Furthermore, this argument assumes that people are not capable of correcting their own errors through discussion. It is true that many people are bullheaded and stubborn in persisting with their arguments long after their theories have been debunked and disproved. This, in fact, is why creation science and Intelligent Design still persist even in the face of all the evidence. The problem is that many other people are capable of seeing through these errors, while many others are bullheaded but will see through their errors through many years of discussion.
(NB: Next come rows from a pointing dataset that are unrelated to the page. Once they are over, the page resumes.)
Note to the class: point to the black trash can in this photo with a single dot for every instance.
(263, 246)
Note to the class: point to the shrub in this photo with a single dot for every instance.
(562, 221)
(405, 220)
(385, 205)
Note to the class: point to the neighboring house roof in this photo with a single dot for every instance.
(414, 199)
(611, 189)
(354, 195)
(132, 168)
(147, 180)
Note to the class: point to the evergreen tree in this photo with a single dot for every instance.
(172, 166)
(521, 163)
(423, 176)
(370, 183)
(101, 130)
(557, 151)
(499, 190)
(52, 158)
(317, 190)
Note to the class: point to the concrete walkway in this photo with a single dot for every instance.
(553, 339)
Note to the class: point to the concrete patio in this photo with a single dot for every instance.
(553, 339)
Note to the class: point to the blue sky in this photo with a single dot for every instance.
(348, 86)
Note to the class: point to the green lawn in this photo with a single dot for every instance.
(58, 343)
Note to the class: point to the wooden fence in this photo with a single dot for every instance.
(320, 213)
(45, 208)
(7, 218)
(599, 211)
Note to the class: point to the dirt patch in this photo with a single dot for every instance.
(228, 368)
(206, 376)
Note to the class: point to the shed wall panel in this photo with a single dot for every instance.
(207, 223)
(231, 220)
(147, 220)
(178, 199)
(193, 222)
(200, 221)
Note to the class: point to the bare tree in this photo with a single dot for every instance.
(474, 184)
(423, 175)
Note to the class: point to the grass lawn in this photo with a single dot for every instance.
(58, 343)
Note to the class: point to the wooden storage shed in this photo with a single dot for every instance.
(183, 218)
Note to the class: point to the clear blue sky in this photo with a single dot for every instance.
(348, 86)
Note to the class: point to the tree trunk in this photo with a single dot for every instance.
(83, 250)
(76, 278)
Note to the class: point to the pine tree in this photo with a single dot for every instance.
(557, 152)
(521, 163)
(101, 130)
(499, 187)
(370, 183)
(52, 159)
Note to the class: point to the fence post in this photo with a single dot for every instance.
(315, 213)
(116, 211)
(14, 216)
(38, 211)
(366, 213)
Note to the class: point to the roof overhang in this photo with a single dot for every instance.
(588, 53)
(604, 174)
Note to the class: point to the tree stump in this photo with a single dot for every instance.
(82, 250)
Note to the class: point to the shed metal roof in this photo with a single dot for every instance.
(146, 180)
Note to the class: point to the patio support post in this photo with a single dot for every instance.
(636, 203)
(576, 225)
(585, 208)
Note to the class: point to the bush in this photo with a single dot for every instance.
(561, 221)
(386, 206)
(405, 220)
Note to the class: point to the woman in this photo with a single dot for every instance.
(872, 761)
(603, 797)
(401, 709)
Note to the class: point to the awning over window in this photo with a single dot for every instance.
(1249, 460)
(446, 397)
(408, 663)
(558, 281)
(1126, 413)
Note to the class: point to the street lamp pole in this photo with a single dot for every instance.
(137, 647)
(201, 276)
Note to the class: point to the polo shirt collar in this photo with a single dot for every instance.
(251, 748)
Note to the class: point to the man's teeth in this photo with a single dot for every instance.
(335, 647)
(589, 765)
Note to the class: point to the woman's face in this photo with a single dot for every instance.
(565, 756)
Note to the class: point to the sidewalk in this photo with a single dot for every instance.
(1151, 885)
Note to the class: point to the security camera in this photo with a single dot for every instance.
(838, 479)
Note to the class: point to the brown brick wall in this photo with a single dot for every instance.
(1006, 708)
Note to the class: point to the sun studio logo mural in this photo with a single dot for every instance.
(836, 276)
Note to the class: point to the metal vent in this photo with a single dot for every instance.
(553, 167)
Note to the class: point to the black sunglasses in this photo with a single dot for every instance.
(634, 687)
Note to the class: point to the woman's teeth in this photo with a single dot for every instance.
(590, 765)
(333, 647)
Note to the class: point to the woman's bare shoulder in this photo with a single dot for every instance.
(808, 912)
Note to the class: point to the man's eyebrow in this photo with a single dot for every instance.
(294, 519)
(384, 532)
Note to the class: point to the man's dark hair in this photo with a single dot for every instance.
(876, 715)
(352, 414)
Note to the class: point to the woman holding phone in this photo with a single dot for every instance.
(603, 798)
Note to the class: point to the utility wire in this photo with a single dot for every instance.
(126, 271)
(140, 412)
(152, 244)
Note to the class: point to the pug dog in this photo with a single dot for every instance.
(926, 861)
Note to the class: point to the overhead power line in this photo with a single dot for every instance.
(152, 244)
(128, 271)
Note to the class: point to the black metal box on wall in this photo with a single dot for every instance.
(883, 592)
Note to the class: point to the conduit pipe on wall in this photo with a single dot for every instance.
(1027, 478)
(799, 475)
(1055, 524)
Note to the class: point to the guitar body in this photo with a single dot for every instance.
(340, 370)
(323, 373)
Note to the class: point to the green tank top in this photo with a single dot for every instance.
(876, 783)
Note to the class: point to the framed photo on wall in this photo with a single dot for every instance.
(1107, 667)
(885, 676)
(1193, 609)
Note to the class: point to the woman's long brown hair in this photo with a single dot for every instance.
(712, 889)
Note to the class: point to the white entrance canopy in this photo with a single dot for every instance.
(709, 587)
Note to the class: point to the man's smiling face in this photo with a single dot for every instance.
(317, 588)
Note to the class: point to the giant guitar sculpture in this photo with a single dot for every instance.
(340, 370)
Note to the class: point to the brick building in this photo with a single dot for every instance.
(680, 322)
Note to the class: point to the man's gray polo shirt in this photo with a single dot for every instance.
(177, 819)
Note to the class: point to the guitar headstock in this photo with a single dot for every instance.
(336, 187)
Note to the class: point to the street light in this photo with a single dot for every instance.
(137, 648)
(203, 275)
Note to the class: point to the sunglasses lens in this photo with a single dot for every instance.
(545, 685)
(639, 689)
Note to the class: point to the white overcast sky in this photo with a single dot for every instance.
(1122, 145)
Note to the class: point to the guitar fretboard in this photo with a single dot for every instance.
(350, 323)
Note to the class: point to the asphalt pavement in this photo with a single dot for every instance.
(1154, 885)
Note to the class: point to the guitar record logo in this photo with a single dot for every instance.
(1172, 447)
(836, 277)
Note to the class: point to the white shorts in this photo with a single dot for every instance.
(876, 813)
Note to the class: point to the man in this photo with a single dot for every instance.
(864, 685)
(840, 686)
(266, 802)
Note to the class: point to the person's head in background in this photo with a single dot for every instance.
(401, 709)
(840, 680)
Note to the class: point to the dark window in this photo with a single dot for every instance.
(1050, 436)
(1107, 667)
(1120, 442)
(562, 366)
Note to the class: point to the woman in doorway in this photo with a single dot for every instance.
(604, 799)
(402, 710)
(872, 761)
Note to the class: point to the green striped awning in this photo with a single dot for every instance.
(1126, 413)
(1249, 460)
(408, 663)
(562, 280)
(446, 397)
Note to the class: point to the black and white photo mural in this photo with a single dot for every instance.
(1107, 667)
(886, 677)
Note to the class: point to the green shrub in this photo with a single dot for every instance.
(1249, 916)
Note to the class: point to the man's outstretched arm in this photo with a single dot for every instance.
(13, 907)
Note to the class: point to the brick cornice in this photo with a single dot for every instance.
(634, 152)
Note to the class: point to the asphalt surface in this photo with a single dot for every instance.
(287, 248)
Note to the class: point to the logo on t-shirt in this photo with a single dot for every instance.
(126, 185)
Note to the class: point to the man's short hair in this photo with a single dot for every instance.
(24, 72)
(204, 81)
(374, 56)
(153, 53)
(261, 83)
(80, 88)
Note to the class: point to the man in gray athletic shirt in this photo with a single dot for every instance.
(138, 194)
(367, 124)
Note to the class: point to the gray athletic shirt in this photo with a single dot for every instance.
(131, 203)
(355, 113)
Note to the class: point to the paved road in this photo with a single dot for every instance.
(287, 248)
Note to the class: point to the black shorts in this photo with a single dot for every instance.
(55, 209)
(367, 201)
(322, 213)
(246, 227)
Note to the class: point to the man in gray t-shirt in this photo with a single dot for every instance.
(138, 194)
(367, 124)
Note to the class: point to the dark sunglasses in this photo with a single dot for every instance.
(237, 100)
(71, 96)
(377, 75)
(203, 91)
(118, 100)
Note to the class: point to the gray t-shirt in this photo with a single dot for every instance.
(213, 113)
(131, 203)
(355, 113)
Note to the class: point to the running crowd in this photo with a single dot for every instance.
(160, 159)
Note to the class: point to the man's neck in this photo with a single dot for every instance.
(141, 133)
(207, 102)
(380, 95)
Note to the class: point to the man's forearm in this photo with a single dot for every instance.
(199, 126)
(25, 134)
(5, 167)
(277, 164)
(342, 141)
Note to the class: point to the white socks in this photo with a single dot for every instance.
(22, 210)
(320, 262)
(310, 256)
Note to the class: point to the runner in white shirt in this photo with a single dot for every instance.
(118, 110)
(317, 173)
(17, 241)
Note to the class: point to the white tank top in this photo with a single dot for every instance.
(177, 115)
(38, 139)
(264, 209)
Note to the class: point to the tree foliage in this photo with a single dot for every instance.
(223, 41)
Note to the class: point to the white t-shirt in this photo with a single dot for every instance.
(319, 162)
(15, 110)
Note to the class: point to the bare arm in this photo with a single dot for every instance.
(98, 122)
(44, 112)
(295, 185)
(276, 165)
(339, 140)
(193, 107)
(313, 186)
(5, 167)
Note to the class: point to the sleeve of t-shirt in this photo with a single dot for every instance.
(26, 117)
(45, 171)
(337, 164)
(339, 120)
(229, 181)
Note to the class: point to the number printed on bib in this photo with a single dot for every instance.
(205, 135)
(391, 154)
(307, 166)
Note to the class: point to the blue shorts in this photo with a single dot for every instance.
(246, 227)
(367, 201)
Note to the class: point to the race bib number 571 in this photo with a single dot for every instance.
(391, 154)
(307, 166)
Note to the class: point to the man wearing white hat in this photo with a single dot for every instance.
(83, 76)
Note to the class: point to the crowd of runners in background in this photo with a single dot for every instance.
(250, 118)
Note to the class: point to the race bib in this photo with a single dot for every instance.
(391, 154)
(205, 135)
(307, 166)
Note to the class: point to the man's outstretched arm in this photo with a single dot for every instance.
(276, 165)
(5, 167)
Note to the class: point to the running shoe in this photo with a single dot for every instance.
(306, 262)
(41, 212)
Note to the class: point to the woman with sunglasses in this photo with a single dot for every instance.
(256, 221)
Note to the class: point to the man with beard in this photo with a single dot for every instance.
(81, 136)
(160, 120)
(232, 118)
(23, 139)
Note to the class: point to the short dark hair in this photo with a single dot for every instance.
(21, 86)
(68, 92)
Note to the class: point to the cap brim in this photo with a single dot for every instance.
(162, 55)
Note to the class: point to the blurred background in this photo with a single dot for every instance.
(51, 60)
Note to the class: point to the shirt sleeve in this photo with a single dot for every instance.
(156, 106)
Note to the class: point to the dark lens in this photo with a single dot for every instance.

The government cannot play god and assume that everybody is incapable of accepting error. This is a type of projection to assume that people are not capable of correcting their own errors.

It could also be argued, given what I have stated above, that government and private property are the same and that the government should have the same right to regulate speech as private individuals do in their own homes or in their own blogs. But the problem is that this is the very sort of thing that we revolted against when we declared independence against the British. The problem is that every individual is unique and has their own philosophy about what they want discussed in their own property or in their own blog or in their own forum. The government is a single organization whose purpose is to protect people and to ensure their well-being. There is a big difference between an individual deciding that questions about No Child Left Behind are off limits at a forum on Iraq and the government deciding what is and isn’t permissible speech.

Newtonian physics, as noted by Mill, was the prevalent scientific doctrine of the 19th century. But if it had not been permitted to be questioned, we would not have arrived at our understanding of relativity and quantum mechanics. We would not have acquired the new technology that you are using now as you are typing at your computer. And if relativity and Quantum Mechanics are not permitted to be questioned, how will we arrive at our next leap in our scientific understanding?

Finally, it can be argued that suppression of free speech in conjunction with establishment of beliefs is necessary to prop up society. This was what Cicero argued in his writings and this is what the Constitution Party and the dominionists argue. But the problem, as even Cicero admitted, was that these beliefs had no basis in reality, but on the whims of the people devising the belief systems. Therefore, such belief systems are only as good as the people making up the systems. Cicero in his Republic and Laws discusses several belief systems including those of the Persians and the Greeks and why they were devised the way they were.

And finally, when the belief systems devised are totally in error, such as those of the Roman Catholic Church in the Dark Ages, it takes hundreds of years for the errors in question to be discovered and corrected. People believed that disease was a result of God; therefore, they thought that the plagues were God’s will. Therefore, it did not occur to most people that the cause of the plague was due to natural causes rather than divine causes and that there were ways of minimizing the spread of the disease. This resulted in the deaths of around a third of Europe. This was the direct result of the faulty notion that the church was the proper guardian of knowledge and that people were too stupid to figure these things out for themselves.